Authors: Yao Cheng, Gang-Len Chang, and Saed Rahwanji
Journal: Journal of Transportation Engineering, Part A: Systems
Diverging diamond interchanges (DDIs) are widely recognized to be capable of reducing conflict points, number of stops, and consequently average traffic delay. However, the design of their crossover spacing and signal offsets, which is critical to the capacity and efficient operations of DDIs, have not been addressed in most design guidelines. These two critical design components are actually interdependent in nature, because the estimated travel time between a DDI’s two subintersections for all movement paths is essential for the design of signal offsets. Also, the crossover spacing should be designed to accommodate queues comprised mostly of those vehicles not moving within the signal progression band, which is often designed with a given crossover spacing. Considering such an interdependent relation between signal offsets and the crossover spacing, this study presents a model that can concurrently optimize these two vital DDI design elements at the planning level.

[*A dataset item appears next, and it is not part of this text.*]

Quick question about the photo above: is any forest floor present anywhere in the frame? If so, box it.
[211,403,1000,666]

A case study at a DDI site with the proposed model has also been conducted to justify the necessity to perform the concurrent optimization under different operational conditions. The results of extensive numerical experiments confirm that the design with the optimized crossover spacing and offset can yield the shortest total delay and the least number of stops for vehicles over the entire network, especially under near-saturated conditions. The optimized crossover spacing can also prevent the formation of the queue spillover over the crossovers in a DDI.